Behind me I heard her say, ‘There he goes, the last of the great romantics.’
I was in Page’s bedroom. He was fast asleep. The baby monitor was on and I could hear Alison singing a nursery rhyme. I knelt beside it, and lowering my voice and distorting it through the end of an empty toilet roll, I hissed: ‘The Devil will sacrifice this child for His eternal glory.’
Alison stopped singing. She said: ‘Would you ever wise up? And put the kettle on, I’ll be out in a minute.’
‘Okay,’ I said.
21
I sat in the darkness of the front room and worked on my laptop. Alison was in bed. She always went up early. I like sitting in the darkness and looking out. Mother occasionally joins me. Several times we have frightened Alison half to death when she has breezed into the lounge and put the light on and found the two of us just sitting there, watching. But this night I was not much bothered with what was going on outside. I was engrossed in the Belfast Telegraph on-line archive again, rereading the story about Fat Sam’s murder at the All Star. When
nothing new jumped out at me, I returned to the original advertising feature on the health club. There were three other photographs in addition to the one of the exterior of the club, which showed groups of staff members smiling for the camera in their crisp new uniforms. Jackie was there, beaming, and Gary, showing a client a piece of equipment.
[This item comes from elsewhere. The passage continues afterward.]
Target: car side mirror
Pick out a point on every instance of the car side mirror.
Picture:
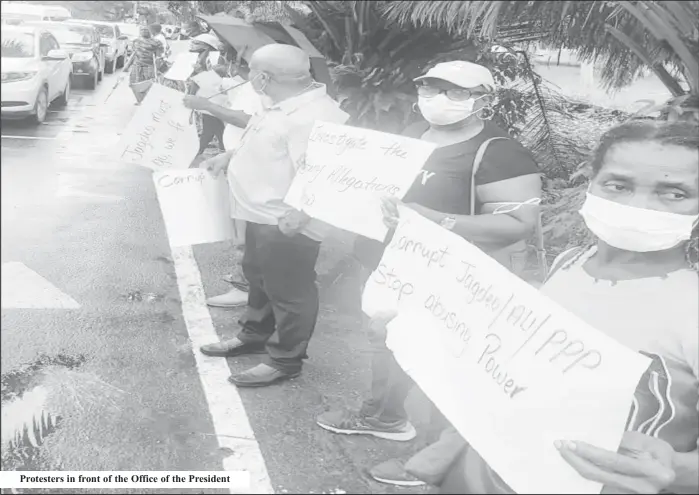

Outside, there was a noise.
Sometimes it is difficult to tell, with the tinnitus, and the voices, what is real, and what is not. But something disturbed my concentration enough to make me glance up at the window, and down at the street, our window being elevated. There was nothing moving. I do not wear a watch, as I do not trust the Swiss. But the time on the laptop showed that it was 3.12 a.m. I returned my attention to the screen, and thought some more; and found myself worrying, so I set the machine down and moved to the window for a closer look. It came to me that this was exactly how Bernard O’Dromodery must have felt when he supposed he was being watched. I could see nothing, but that didn’t mean there was nobody there.
I stood there, stock still, for forty-five minutes. Three cars passed, two cats – and one drunk, sobbing woman.
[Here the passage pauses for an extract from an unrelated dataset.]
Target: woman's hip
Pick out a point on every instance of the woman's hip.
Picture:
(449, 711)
At 4 a.m., I slipped out of the house, down the steps, and removed a dessert spoon from one trouser pocket and a small torch from the other. I was no longer in possession of the Trowel of Hope. We do not have a garden, but we do have a small enclosed front yard which is haphazardly concreted and which features a neglected wooden barrel, which is rotten and split, with the soil spilling out of it and the dead husk of an unidentified plant sticking up. I flicked on the torch and examined the barrel for signs that it had recently been worked upon. Its degraded state, however, made that impossible. So I began to sift through the damp soil with the Spoon of Hopefulness.
I had been working at it for just a few minutes when I heard a noise above me, and I looked up to see Mother staring down from her attic window. She was leaning out a little too far. Her hair was all over the place and she had a cigarette hanging out of the corner of her mouth. She was backlit by her bedroom lamp, and looked like the Gorgon.